Bowie Symphonic: Blackstar in Concert (L’Auditori) Barcelona

«Cuando murió hace ya más de un año, me di cuenta no sólo de lo triste que estaba yo, sino de lo apenado que se sentía todo el mundo, en especial los músicos«, le dijo el compositor de Chicago Evan Zyporin al público de L’Auditori el pasado jueves, como si de veras le costara creer que la pérdida de David Bowie hubiese conmocionado a su gremio (y a todos los demás) hasta tal punto. Así que Bowie Symphonic: Blackstar in Concert, la revisión orquestada de principio a fin del casi póstumo Blackstar del Duque Blanco, se presentó, según él, en Barcelona y por primera vez en Europa (de la mano del Victoria and Albert Museum de Londres, que organiza la exposición David Bowie Is que acampa desde mayo en la ciudad condal) con la mera y humilde intención de «pasar más tiempo con Bowie» y aliviar la tristeza planetaria que había producido su muerte.

Con una Orquestra Simfònica de Barcelona i Nacional de Catalunya compuesta por unos 65 músicos y capitaneada por nada más y nada menos que una a la que llaman «la diosa del violonchelo», la americana-israelí Maya Beiser, David Bowie podía darse con un canto en los dientes desde el cielo o el infierno, donde quiera que fuera a parar, de lo excelentemente acompañado que estaba.

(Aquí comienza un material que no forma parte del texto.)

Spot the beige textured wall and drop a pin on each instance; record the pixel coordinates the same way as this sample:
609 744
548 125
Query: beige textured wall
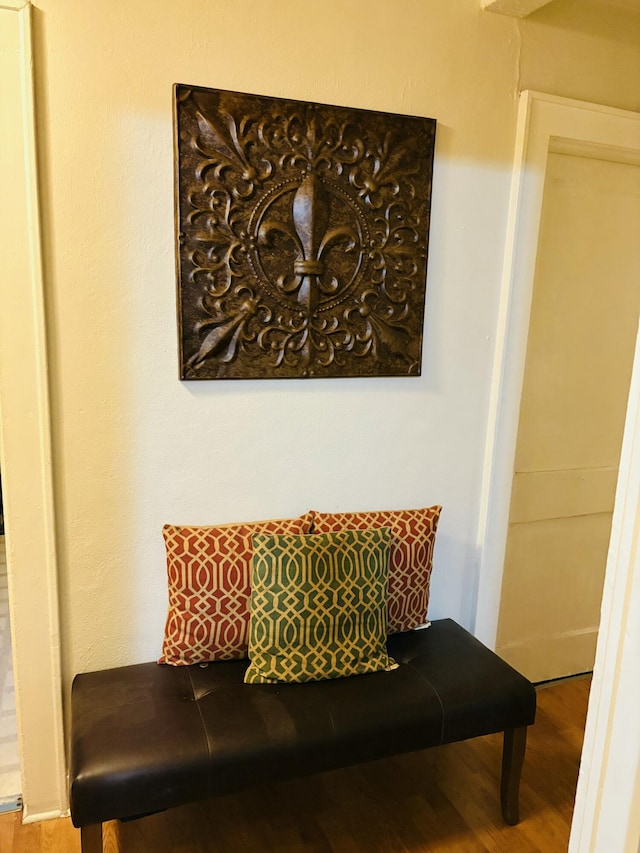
134 447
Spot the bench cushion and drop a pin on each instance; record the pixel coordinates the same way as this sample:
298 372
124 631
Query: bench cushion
148 737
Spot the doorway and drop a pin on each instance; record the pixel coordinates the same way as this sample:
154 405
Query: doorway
547 124
585 305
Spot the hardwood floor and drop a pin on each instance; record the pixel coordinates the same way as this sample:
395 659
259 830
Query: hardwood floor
443 800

El timbre de voz de David, pensó Zyporin en su día, se parece bastante al de un chelo, y justo dentro del que tocaba Beiser se metió nuestro Ziggy Stardust, apuntalado por unas vertiginosas botas con plataforma que hubieran hecho bostezar al rey del glam y respaldado por unos Spiders from Mars más serios que de costumbre y multiplicados por veinte.

Todo empezó en «Space Oddity» y acabó con el auditorio al completo de pie ovacionando el «I Can’t Give Everything Away», palpitante tema que cierra Blackstar, un álbum, a juicio de su nuevo arreglista, que ya sonaba mucho a orquesta antes de que lo convirtiera en una sinfonía al uso. A la manera de un gran espectáculo de rock con sección de cuerda y viento, Zyporin y Beiser fueron varias veces rearrastrados de vuelta al centro del escenario por la devoción de unos cientos de extasiados ocupantes de las butacas de L’Auditori. Se regalaron primero con un bis del «Wish You Were Here» de Pink Floyd para expresar cuánto deseaban la presencia corpórea allí de Bowie, y más tarde con una repetición del «Tis a Pity She Was a Whore» y un incendiario «Let’s Dance» que suscitó más de un gemido de pura satisfacción; semejante reacción parecía tener más cabida en un garito que entre las respetables paredes de madera de un gran salón como aquel.

Aunque fue de infinito agradecimiento, no hacía falta el esfuerzo de convertir a David Bowie en placentera música clásica para prolongar la perduración de su memoria; Bowie está muy lejos de ser un simple recuerdo. Está aquí y va a pasar con nosotros no sólo un tiempo, sino toda la eternidad.